Christoph Weiditz'a 1528 drawing of Central American ballplayers at the court of Emperor Charles V

“One of the characteristics of organized game throughout history is their capacity to transcend cultural differences, social divisions and even political unrest. Straddling the boundary between the sacred and the profane, they can be great social unifiers and dividers. There are few other things that we collectively care about so much in our society today. “–Neil MacGregor, A History of the World in 100 Objects, 2010

“A long time ago there were no toys and everyone was bored. Then they had TV but they were bored again. They wanted control. So they invented video games.”–Marhsa Kinder’s eight-year-old-son, quoted in her Playing with power in Movies, Television, and Video Games: From Muppet Babies to Teenage Mutant Ninja Turtles, 1991.

“According to PricewaterhouseCoopers (PwC), a consulting firm, the global video-game market was worth around $56 billion last year. That is more than twice the size of the recorded-music industry, nearly a quarter more than the magazine business and about three-fifths the size of the film industry, counting DVD sales as well as box-office receipts. PwC predicts that video games will be the fastest-growing form of media over the next few years, with sales rising to $82 billion by 2015…

…there is something fundamentally different about games that sets them apart from traditional media such as books and films….The main reason why games are different is that they marry the power of modern technology to the insatiable human desire for play… rather than being consumed passively like all the other media, they are interactive, marrying the power of modern technology to the human desire for play. The compulsion to play is hard-wired into the human race.”–Tim Cross, “All the World’s a Game,” The Economist, December 10, 2011

“Play is older than culture, for culture, however inadequately defined, always presupposes human society, and animals have not waited for man to teach them their playing. We can safely assert, even, that human civilization has added no essential feature to the general idea of play. Animals play just like men…
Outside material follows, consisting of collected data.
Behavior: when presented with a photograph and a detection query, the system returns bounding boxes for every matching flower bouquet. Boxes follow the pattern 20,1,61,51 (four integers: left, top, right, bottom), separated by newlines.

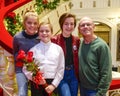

16,50,53,96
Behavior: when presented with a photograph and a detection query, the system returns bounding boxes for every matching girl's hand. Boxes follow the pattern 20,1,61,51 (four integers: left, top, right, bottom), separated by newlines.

45,84,56,94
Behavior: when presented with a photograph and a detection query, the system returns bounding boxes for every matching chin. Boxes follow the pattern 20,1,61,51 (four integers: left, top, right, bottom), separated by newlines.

43,39,49,43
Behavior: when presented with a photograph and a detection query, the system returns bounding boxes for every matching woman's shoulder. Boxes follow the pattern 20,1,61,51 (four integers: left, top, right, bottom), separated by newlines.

13,31,23,38
72,35,80,40
51,34,61,39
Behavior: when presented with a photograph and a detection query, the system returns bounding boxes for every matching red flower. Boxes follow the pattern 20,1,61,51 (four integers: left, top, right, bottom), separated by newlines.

33,71,44,84
16,61,23,67
42,0,48,4
6,12,16,19
17,50,53,96
26,51,33,62
17,50,26,60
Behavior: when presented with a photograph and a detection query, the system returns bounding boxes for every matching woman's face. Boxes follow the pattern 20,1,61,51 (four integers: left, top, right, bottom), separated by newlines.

62,17,75,37
39,24,52,43
24,16,39,35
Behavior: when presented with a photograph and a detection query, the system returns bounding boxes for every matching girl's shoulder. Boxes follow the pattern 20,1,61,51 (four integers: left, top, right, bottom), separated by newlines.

13,31,23,38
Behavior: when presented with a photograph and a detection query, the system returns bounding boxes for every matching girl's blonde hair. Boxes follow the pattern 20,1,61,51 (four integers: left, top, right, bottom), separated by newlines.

23,10,39,24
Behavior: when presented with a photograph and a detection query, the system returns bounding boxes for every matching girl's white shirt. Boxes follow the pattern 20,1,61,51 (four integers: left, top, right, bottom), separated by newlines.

24,41,65,87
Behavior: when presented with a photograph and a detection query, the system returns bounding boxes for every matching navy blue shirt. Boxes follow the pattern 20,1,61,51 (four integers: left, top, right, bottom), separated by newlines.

13,31,39,73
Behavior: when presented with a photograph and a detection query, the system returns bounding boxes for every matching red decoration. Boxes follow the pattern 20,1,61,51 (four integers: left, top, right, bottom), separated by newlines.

0,0,4,8
42,0,48,4
109,79,120,90
6,12,16,19
5,0,14,6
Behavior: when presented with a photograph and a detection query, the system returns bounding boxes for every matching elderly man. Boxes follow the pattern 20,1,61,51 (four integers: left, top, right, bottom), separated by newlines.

78,16,112,96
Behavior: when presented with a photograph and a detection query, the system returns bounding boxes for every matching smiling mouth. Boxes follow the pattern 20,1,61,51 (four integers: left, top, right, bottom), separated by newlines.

83,30,90,33
42,36,48,38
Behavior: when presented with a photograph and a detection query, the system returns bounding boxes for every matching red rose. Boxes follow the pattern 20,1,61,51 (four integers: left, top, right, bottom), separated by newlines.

33,71,43,84
17,50,53,95
17,50,26,60
16,61,23,67
26,51,33,62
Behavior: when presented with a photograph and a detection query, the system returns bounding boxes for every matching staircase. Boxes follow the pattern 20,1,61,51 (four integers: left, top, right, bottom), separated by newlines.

0,0,71,95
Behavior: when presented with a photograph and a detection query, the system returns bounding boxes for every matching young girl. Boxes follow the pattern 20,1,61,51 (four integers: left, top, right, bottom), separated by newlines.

24,22,65,96
52,13,80,96
13,10,39,96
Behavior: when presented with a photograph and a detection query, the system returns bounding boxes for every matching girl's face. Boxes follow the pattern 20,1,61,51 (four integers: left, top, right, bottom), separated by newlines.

24,16,39,35
62,17,75,37
39,24,52,43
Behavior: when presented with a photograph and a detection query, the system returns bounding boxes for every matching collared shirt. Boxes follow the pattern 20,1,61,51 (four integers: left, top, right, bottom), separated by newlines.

30,41,65,87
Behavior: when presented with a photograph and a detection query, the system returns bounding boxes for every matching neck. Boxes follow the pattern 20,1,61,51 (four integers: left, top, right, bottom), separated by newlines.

62,32,71,38
84,35,97,44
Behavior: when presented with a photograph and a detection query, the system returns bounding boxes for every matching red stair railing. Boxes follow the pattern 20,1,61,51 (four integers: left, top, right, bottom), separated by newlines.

0,0,31,54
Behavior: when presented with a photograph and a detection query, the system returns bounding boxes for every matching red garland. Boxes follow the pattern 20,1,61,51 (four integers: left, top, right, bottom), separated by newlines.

6,12,16,19
42,0,48,4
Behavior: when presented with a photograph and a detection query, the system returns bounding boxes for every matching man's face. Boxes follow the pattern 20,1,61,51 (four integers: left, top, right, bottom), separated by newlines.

78,17,95,37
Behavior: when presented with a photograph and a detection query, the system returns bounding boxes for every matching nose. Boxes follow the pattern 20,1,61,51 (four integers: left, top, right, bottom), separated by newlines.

68,24,71,28
84,24,88,27
43,31,47,34
31,23,35,27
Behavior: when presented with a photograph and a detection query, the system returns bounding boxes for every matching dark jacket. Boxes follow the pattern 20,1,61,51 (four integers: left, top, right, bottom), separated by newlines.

51,34,80,80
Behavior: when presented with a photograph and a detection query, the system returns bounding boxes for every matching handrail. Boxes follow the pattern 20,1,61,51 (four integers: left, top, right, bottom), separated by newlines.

0,0,31,54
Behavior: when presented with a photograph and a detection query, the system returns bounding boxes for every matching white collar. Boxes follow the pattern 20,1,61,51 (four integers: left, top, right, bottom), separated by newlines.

40,41,51,46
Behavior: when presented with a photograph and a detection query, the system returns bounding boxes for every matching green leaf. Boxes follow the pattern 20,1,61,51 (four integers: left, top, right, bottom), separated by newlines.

26,65,34,71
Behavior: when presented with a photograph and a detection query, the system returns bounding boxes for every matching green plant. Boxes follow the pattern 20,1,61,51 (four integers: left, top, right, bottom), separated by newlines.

35,0,60,14
5,0,70,36
5,12,22,36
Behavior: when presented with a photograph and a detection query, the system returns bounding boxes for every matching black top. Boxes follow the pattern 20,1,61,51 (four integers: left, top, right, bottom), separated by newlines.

64,36,74,66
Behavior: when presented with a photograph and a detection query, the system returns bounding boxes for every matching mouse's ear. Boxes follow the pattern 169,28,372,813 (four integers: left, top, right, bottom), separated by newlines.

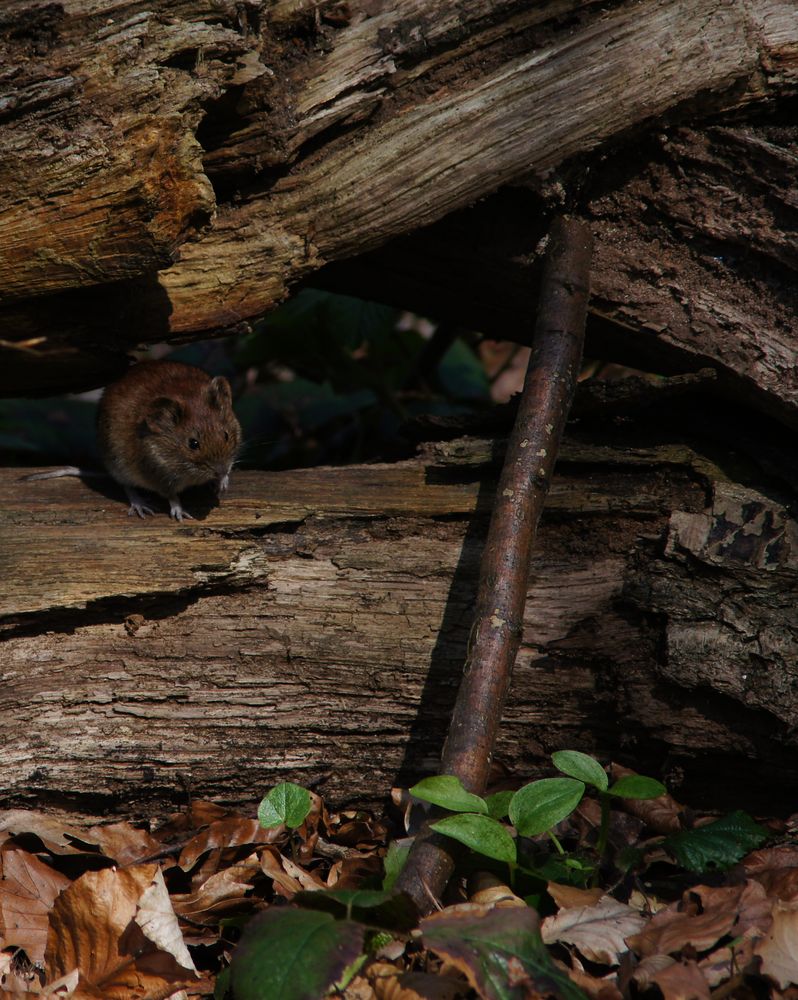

More and more the sad conclusion forces itself upon us that the play-element in culture has been on the wane ever since the 18th century, when it was in full flower. Civilization to-day is no longer played, and even where it still seems to play it is false play-I had almost said, it plays false, so that it becomes increasingly difficult to tell where play ends and non-play begins. This is particularly true of politics….

In American politics… Long before the two-party system had reduced itself to two gigantic teams whose political differences were hardly discernible to an outsider, electioneering in America had developed into a kind of national sport. The presidential election of 1840 set the pace for all subsequent elections. The party then calling itself Whig had an excellent candidate, General Harrison of 1812 fame, but no platform. Fortune gave them something infinitely better, a symbol on which they rode to triumph : the log cabin which was the old warrior’s modest abode during his retirement. Nomination by majority vote, i.e. by the loudest clamour, was inaugurated in the election of 1860 which brought Lincoln to power. The emotionality of American politics lies deep in the origins of the American nation itself: Americans have ever remained true to the rough and tumble of pioneer life. There is a great deal that is endearing in American politics, something naive and spontaneous for which we look in vain in the dragoonings and drillings, or worse, of the contemporary European scene.”–Johan Huizinga, Homo Ludens, 1938.